As Nerdwallet explains, in certain circumstances your creditors have recourse to claim your assets to fulfill your outstanding amounts.
The probate estate
Your creditors can make claims against your estate during probate. If a court finds the claims have validity, your executor will use the assets in your probate estate to pay the debts.
If there is not enough money in your accounts, your executor might sell some of your property to pay your creditors. However, in the event your estate lacks enough assets to cover all your debts, your creditors may take less than what they were hoping for or nothing at all.
Creditors generally have a much tougher time claiming assets that are not a part of your probate estate. Non-probate assets pass directly to beneficiaries, so they do not require court action. Common examples include life insurance policies and pay-on-death accounts.

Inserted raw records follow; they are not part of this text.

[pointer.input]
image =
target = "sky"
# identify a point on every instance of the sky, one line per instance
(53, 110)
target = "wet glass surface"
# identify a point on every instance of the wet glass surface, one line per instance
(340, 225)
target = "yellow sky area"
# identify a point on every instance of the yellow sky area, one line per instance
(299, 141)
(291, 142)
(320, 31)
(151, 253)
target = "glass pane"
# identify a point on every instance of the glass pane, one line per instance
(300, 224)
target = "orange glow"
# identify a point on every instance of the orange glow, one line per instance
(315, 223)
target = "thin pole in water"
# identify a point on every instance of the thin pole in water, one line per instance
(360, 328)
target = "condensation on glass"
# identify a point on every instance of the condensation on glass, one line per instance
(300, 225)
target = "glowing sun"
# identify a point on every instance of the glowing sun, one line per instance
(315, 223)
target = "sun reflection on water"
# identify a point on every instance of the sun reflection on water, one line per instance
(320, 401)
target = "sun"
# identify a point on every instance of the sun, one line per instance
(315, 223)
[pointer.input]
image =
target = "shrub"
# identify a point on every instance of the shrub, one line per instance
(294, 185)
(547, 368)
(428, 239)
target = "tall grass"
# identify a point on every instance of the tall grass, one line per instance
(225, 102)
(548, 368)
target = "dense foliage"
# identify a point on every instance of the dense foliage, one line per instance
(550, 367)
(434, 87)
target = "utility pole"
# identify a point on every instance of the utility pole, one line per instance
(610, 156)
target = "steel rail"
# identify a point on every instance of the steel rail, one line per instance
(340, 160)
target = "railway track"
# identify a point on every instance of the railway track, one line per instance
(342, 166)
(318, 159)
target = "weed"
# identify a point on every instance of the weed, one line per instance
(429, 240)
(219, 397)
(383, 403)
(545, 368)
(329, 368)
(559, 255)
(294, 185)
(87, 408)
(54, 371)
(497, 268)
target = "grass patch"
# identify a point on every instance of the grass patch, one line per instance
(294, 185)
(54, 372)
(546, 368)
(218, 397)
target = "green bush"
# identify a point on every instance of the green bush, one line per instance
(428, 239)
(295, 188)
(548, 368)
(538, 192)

However, there is a way for non-probate assets to still end up in a probate estate. Non-probate assets depend on a beneficiary designation to transfer ownership. If your beneficiaries die and there are no backup beneficiaries, the asset might go into your probate estate and become subject to creditor claims.
Losing property to creditors could deprive your family of some or even all of their inheritance. Taking steps to bypass probate might help you realize your estate wishes and protect your assets from creditor claims.